2015-05-14 Thread Paul Smith
I was comparing the command line used when we choose an Xcode generator
on our OSX systems, vs. the command line used when we choose a Makefile
generator.  We certainly have nothing in our CMakeLists.txt which sets
compiler flags based on the type of generator, only based on the type of
compiler (GCC, Clang, etc.)

But, when I look at the compiler and flags used by the Makefile
generator it uses /usr/bin/c++ (which is clang++ underneath) and it's
basically only the the compiler flags that we provided.

When I look at the compiler and flags used by the Xcode generator, not
only does it use a different path to the compiler
(/Applications/Xcode.app/Contents/Developer/Toolchains/XcodeDefault.xctoolchain/usr/bin/clang
 -x c++) but, more concerning (because I assume that /usr/bin/clang++ 
eventually gets down to the same actual compiler as above) but it contains a 
huge number of extra flags, for example it appears to disable all sorts of 
warnings (that we don't want disabled):  -Wno-missing-prototypes, 
-Wno-return-type, -Wno-non-virtual-dtor, -Wno-overloaded-virtual, etc. etc.

This means people who build on OSX using Makefile generators see extra
warnings that people who build on OSX using Xcode don't see.

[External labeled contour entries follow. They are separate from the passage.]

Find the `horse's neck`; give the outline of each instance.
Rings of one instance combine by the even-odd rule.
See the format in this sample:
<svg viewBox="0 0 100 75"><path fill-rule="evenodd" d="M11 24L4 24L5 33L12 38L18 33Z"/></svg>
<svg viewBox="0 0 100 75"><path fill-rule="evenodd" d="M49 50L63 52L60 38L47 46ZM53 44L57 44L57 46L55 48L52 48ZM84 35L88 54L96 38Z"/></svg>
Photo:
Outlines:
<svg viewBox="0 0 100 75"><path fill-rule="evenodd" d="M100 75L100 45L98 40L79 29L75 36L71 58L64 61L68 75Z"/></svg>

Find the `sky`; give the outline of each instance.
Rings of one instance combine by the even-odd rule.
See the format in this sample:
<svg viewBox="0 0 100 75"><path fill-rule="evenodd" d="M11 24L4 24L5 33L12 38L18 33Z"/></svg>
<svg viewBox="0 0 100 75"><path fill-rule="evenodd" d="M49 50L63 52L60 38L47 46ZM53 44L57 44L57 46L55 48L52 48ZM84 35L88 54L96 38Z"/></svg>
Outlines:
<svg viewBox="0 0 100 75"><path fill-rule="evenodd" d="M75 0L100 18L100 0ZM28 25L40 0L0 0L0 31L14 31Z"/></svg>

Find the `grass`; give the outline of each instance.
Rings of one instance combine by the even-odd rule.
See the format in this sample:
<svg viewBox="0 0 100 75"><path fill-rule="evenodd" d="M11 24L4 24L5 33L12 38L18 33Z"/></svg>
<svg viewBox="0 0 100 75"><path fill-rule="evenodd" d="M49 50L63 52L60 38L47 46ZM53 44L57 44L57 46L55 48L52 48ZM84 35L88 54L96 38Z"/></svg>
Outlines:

Where are these extra flags all coming from?  Is it from Xcode itself
somehow?  Can I keep them from being added?  I don't want peoples'
personal Xcode settings to disable warnings during compilation!

Note these are build servers and so no one is actually invoking Xcode:
we log in via SSH, use cmake to generate the Xcode project files, then
use cmake -build (which runs xcodebuild) to run the build itself.